In its most unexpected storytelling move, “In The Room” also features a tribute to Nasir Ahmed, the real-life computer scientist who helped invent the technology that makes photo and video sharing possible. It’s a new form of storytelling for This Is Us, which has featured mysterious guest characters before but never told a real-life story like this one. It’s another touch that marks this as a very special episode—manipulatively, but effectively. Like an uplifting “in these unprecedented times” commercial, This Is Us emotionally weaponizes our own personal experiences of pandemic isolation and virtual connection. But, hey, there’s a reason commercials so often make people cry.
Perhaps unsurprisingly, my favorite throughline belongs to Rebecca, who gets the most low-key, character-centric storyline of the episode. “In The Room” contrasts Rebecca’s two marriages more directly than we’ve ever really seen before. There’s Jack, the hero dad whose big, bold yet deeply repressed emotions sometimes leave less room for her own. And there’s Miguel, the quiet partner who gives her space to process her messy emotional reality without putting his own baggage on her. The lovely moment Rebecca thanks Miguel for putting aside his Jack-related grief to support hers makes me really excited for This Is Us to finally delve into their love story, which the showrunners have long promised is coming. And Rebecca and Miguel’s charming cocktail banter about a trip to Puerto Rico introduces a whole new flirty energy between the two of them that’s really sweet to watch.
Beyond Rebecca’s reflections and the introduction of the “New Big Three” (hi Hailey, Nick, and Franny!), the other big event in “In The Room” is the healing of Randall and Kevin’s season-long rift. This Is Us continues the trend of retconning what their season four finale fight was actually about, and, by extension, how deeply flawed Randall was last season. Admittedly, a global pandemic is the sort of thing that can make you put aside old conflicts—even big ones about your mom’s health. But if that’s supposed to be what happened, I wish This Is Us had made it a more active part of its storytelling rather than implying that the original issue was about Kevin ignoring Randall’s lived reality.

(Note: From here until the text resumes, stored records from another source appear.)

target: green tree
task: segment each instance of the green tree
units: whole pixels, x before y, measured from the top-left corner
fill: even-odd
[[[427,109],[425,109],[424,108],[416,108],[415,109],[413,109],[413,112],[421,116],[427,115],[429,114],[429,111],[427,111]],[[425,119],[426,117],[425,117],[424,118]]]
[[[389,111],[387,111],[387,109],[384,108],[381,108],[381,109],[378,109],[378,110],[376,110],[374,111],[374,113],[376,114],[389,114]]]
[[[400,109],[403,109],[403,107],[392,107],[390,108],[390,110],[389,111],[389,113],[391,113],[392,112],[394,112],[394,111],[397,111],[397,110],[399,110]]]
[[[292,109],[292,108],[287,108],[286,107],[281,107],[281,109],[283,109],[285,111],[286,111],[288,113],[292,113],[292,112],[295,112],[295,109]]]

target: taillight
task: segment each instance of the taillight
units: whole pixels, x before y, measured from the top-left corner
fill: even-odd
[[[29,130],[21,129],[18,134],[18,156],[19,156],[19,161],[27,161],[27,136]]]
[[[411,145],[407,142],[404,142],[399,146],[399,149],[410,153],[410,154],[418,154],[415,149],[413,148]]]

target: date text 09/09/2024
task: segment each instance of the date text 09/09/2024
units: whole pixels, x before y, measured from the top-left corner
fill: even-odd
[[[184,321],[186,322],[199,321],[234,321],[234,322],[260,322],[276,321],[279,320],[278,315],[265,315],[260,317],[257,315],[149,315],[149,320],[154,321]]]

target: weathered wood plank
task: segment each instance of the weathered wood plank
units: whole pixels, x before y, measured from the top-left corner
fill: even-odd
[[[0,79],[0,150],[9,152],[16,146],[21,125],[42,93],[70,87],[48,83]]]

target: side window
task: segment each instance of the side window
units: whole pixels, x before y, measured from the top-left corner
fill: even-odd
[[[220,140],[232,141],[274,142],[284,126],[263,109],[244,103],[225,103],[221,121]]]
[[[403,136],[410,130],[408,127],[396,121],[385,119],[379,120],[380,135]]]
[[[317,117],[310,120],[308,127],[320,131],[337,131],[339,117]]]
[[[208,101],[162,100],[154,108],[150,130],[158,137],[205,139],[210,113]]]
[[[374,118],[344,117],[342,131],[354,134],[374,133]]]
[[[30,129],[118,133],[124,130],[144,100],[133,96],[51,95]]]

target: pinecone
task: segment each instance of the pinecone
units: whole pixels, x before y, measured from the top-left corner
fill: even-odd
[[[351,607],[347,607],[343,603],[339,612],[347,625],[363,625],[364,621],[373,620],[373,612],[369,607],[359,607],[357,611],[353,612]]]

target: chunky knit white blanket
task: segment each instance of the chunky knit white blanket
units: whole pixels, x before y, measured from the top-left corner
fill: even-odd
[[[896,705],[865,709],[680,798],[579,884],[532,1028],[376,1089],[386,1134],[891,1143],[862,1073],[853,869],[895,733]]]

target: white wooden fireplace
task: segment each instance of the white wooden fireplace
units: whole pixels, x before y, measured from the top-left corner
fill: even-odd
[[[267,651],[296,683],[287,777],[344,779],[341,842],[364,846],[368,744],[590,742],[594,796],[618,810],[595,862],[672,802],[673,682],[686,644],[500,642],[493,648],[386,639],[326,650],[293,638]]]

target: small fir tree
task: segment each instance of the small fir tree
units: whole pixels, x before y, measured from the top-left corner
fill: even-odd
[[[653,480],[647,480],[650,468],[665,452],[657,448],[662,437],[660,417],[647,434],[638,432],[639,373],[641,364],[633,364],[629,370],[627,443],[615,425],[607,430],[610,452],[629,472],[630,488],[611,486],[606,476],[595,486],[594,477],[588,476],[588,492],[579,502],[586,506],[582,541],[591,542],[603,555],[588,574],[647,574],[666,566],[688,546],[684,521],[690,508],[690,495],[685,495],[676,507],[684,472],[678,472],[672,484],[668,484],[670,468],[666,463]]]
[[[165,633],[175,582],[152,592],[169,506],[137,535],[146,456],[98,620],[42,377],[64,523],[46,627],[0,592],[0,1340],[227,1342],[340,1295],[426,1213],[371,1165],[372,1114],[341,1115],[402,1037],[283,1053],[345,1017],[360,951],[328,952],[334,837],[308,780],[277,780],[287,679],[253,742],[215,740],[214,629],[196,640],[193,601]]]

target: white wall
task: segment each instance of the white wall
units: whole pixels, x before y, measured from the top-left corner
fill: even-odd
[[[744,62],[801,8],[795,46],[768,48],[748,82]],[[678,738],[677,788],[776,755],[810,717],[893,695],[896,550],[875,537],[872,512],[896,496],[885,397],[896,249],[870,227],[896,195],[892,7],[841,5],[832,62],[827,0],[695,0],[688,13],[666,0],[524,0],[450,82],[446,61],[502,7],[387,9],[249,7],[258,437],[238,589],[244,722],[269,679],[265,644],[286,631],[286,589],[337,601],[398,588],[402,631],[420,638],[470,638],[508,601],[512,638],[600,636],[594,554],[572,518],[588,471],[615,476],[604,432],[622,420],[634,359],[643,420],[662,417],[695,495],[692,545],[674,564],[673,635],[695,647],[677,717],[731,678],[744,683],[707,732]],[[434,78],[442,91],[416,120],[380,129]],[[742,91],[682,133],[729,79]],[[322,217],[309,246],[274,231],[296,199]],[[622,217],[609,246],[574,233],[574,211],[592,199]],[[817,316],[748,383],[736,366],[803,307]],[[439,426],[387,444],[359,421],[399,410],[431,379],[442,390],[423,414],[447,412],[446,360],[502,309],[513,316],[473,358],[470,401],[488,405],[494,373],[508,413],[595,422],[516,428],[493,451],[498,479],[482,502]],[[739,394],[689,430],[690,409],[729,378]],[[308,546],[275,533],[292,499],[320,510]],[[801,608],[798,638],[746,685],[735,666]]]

Still, for all my concerns, “In The Room” is an episode that speaks to my heart, not my head. It’s deeply manipulative and sometimes full-on cheesy, but, to be honest, I don’t mind a little uplifting cheese at the moment. “In The Room” isn’t This Is Us at its creative best. I don’t even think it’s This Is Us at its emotional best. But it might just be This is Us in its purest form.
- I swear to god, I very briefly thought This Is Us was about to introduce time travel into its universe with the dramatic buildup to what Nasir Ahmed was working on.
- After half a season of radio silence, “In The Room” finally returns to Uncle Nicky in a big way. Not only does Kevin name his newborn son after his newfound uncle, Griffin Dunne managed to make me weep with just two lines of dialogue!
- This Is Us deploys the ultimate cheat code of casting Michael O’Neill to sell what’s ultimately a pretty hacky stock character of the ornery grieving husband. Has there ever been a better guest star in the history of television?
- Rebecca on middle school Kate’s obsession with Beverly Hills, 90210: “I can’t even tell if it’s a terrible show or if she’s just terrible at recapping it.”
- Jack and Rebecca’s debate about how much it’s appropriate to make fun of their kids is a conflict I’ve genuinely never seen in a family show before—although I wish it had been tied more to Jack’s guilt over Kevin hearing him call him “soft” rather than the more generic “our kids are growing up” fear.
- Other COVID quibbles: No one’s masks fit properly, and I’m not sure why Toby is tailgating the birth in a parking lot instead of staying at home with his toddler son and FaceTiming from there.